Thursday, October 15, 1998
4:30-5:30 pm
1311 EECS
Abstract -
In this work we consider a problem arising in intelligent
vehicles and highway systems (IVHS), specifically in
automatic road following, collision avoidance, and maneuver
control. A millimeter-wave radar is placed on the front of
the vehicle and an image of the radar backscatter of the
terrain is acquired in polar coordinates. The radar sensor
acquires the scene in polar coordinates.
The obtained radar image contains both road and offroad
scatter components and we present a method to segment them
from each other. The variety and intesity of the offroad
scatter components, the requirement of reliability under
changing conditions (weather, visibility, road surface
etc.), make it necessary to pertinently use the available
constraints about the road geometry. These constraints are
naturally formulated in the cartesian cartographic domain.
Following [Lakshmanan96,Ma97], the road boudaries are
modeled using a pair of tightly coupled parabolic curves.
One novelty of our approach is to transform these
constraints in polar coordinates which allows us to estimate
the road edge parameters directly from recorded data.
Unfortunately, maximum likelihood estimation yields
estimates which are quite dependent on the off-road
scatters.
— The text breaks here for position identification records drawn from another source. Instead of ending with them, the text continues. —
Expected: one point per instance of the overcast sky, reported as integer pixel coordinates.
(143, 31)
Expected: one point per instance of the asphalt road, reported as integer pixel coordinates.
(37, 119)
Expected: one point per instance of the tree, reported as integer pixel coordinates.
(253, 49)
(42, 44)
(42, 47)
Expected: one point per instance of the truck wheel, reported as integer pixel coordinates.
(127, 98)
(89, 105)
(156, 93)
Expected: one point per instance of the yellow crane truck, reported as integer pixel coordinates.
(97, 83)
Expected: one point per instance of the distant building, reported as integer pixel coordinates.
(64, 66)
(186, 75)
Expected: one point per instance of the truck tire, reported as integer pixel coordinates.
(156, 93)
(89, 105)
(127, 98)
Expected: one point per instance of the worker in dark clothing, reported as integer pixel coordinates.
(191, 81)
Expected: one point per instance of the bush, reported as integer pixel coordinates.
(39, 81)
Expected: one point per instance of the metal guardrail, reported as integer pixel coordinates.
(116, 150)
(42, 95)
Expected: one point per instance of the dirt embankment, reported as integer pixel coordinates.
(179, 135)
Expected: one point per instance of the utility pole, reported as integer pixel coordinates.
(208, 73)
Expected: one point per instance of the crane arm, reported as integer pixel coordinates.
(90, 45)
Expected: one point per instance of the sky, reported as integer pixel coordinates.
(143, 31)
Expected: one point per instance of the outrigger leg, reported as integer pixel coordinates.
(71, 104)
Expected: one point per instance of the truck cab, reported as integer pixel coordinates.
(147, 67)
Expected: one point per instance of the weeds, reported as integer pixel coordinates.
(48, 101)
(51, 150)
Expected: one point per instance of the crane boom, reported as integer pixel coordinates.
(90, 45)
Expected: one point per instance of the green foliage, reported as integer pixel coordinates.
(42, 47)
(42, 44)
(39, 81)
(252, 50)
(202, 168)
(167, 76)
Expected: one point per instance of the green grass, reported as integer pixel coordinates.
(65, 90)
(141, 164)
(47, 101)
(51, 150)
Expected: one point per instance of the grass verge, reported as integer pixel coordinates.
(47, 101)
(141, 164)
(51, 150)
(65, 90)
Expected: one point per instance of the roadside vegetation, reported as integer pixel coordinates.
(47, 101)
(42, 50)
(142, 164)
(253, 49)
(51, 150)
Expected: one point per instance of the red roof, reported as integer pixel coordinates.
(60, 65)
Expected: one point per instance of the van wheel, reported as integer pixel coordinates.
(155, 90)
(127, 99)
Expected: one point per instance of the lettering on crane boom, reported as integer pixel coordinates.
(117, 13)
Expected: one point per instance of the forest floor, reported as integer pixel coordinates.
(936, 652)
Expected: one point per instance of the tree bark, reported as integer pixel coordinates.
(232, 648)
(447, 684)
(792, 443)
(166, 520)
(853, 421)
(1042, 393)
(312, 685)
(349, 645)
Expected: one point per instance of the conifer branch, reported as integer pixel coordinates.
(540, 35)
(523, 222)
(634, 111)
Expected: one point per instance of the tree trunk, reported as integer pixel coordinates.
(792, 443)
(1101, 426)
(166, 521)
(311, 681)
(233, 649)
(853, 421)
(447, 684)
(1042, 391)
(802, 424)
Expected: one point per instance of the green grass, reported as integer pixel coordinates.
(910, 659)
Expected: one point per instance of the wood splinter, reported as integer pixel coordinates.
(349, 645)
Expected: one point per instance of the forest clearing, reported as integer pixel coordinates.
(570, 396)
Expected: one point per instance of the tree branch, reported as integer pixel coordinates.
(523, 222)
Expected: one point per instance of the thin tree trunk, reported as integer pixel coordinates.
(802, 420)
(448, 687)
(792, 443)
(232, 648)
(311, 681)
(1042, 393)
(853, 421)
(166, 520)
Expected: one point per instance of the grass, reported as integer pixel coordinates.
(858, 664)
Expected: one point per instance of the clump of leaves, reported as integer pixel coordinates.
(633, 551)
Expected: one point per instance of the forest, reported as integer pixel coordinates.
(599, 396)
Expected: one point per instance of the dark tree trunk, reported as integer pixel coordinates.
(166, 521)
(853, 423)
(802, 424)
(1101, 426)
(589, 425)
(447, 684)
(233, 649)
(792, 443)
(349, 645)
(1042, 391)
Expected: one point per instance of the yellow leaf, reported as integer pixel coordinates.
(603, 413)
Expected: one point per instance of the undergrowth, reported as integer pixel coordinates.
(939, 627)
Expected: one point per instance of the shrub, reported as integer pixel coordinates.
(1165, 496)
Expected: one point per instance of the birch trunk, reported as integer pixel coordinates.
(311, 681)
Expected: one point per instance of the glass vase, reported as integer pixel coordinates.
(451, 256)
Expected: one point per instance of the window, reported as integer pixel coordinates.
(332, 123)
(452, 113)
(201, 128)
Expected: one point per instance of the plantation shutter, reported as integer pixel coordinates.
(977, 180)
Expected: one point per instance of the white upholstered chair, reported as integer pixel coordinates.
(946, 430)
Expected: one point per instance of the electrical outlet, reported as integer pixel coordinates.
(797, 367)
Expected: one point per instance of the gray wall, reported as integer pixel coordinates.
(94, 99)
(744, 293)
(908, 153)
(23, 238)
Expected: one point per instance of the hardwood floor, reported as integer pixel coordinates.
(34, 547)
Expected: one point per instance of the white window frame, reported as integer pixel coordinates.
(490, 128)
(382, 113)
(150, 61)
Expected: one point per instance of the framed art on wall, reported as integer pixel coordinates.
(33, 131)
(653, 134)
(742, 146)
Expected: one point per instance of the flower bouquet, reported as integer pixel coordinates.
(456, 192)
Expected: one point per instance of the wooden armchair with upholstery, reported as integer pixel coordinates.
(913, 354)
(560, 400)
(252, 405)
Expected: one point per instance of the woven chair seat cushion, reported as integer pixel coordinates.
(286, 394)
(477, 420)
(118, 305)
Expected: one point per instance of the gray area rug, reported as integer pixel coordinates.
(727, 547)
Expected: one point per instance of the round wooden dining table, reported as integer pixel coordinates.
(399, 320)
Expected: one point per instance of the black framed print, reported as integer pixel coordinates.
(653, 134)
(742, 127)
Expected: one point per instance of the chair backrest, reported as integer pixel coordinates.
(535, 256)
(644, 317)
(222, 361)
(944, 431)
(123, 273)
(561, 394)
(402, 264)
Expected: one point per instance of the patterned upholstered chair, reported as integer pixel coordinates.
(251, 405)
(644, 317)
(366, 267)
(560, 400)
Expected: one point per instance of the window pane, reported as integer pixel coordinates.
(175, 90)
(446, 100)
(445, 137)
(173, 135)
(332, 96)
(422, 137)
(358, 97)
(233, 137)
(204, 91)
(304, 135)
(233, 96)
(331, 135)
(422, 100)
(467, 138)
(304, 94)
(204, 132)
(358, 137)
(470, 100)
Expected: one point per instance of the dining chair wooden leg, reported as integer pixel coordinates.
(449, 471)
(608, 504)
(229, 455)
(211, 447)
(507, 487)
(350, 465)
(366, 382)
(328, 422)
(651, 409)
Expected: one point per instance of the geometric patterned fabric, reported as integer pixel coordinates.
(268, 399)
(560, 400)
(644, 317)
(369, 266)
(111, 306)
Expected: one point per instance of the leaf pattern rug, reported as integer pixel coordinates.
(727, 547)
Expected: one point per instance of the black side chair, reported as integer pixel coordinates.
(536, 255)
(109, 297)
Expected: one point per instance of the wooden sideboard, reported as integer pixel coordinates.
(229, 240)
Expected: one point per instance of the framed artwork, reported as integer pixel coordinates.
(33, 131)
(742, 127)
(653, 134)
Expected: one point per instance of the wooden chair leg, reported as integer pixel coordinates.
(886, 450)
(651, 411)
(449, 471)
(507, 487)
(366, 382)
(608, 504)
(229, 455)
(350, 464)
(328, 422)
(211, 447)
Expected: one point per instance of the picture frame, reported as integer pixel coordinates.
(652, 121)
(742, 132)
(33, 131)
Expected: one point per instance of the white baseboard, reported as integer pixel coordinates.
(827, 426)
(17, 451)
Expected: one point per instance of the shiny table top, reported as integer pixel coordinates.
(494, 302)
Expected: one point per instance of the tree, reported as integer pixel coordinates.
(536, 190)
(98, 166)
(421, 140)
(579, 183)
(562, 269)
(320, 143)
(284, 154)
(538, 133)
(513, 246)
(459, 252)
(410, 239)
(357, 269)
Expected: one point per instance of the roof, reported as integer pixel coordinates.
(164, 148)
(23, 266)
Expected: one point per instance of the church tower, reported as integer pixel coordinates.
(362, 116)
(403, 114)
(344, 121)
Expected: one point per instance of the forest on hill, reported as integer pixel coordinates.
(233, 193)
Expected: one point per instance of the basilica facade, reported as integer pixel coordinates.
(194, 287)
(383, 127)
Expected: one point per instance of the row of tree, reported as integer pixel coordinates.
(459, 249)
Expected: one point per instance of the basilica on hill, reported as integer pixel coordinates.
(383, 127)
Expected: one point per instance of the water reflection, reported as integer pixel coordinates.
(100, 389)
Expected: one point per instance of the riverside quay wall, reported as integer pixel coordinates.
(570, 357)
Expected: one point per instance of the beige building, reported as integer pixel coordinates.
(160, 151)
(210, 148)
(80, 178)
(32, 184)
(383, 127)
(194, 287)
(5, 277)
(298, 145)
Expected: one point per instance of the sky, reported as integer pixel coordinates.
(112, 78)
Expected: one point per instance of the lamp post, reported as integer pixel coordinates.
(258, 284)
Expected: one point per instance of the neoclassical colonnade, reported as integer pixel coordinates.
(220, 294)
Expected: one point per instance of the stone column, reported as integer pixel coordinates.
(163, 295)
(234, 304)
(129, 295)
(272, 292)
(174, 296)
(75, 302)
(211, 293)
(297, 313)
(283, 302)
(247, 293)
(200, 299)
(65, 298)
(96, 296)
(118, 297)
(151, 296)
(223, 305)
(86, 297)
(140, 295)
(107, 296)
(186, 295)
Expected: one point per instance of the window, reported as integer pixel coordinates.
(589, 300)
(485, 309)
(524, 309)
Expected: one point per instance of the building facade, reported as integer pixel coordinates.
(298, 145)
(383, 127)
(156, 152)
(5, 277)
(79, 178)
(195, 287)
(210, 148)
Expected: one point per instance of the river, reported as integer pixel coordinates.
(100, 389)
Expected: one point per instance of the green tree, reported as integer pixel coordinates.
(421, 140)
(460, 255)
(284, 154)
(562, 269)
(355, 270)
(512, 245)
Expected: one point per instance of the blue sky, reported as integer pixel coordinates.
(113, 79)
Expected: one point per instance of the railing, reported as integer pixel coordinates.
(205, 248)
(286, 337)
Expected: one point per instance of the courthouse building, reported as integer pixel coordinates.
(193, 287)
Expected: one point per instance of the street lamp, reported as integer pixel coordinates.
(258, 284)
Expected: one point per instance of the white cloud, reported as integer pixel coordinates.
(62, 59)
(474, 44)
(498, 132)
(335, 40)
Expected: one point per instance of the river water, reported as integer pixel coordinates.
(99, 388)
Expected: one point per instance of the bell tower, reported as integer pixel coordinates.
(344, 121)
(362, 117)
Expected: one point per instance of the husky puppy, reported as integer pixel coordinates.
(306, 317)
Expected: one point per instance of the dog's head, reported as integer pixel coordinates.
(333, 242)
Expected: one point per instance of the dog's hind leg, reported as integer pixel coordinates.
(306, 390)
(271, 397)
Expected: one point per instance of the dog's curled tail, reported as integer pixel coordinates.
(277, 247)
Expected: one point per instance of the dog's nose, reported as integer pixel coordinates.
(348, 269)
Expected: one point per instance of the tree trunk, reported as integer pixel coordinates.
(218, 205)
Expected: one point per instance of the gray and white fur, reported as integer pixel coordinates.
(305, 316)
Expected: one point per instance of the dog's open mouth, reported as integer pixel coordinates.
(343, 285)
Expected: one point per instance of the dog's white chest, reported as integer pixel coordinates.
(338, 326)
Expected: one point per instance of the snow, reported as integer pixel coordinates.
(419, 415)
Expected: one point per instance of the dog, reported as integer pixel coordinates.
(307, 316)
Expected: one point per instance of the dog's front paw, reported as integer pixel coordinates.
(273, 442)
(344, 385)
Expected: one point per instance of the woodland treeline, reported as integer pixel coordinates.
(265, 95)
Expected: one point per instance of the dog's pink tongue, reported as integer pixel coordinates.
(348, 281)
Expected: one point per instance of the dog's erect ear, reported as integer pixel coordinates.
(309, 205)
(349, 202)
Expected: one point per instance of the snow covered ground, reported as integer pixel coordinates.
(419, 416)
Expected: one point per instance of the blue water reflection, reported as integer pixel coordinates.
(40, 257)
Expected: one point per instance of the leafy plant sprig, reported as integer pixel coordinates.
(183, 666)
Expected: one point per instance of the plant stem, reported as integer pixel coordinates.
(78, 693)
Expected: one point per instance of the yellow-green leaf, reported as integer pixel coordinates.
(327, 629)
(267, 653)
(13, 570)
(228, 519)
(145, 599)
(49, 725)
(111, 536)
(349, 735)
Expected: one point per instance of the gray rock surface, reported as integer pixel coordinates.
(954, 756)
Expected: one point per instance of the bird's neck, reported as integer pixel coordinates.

Another novelty of ourmethod is to construct an
estimator which minimizes a cost criterion which is largely
insensitive to the off-road scatter components. This
criterion involves only the road pixels for which faithfull
information is available, while its evaluation needs a
reduced amount of calculations.
Our estimation procedure depends on a small number of
parameters for which pertinent contraints can be
established. This allows us to minimize our criterion by the
means of pseudo-exhaustive search.
Numerical results are given for real data (L band radar
images of a Southeast Michigan roadway) which indicate the
accuracy and robustness of our approach. Several
directions, concerning both the improvement of the numerical
complexity and the robustification of the method, are
actually under study.
Biosketch -
Mila Nikolova received the Ph.D. degree in Signal Processing from
the Universite de Paris-Sud in 1995. Currently, she is teaching and
research assistant at the Universite Paris V. Her research interests
are in inverse problems and image reconstruction.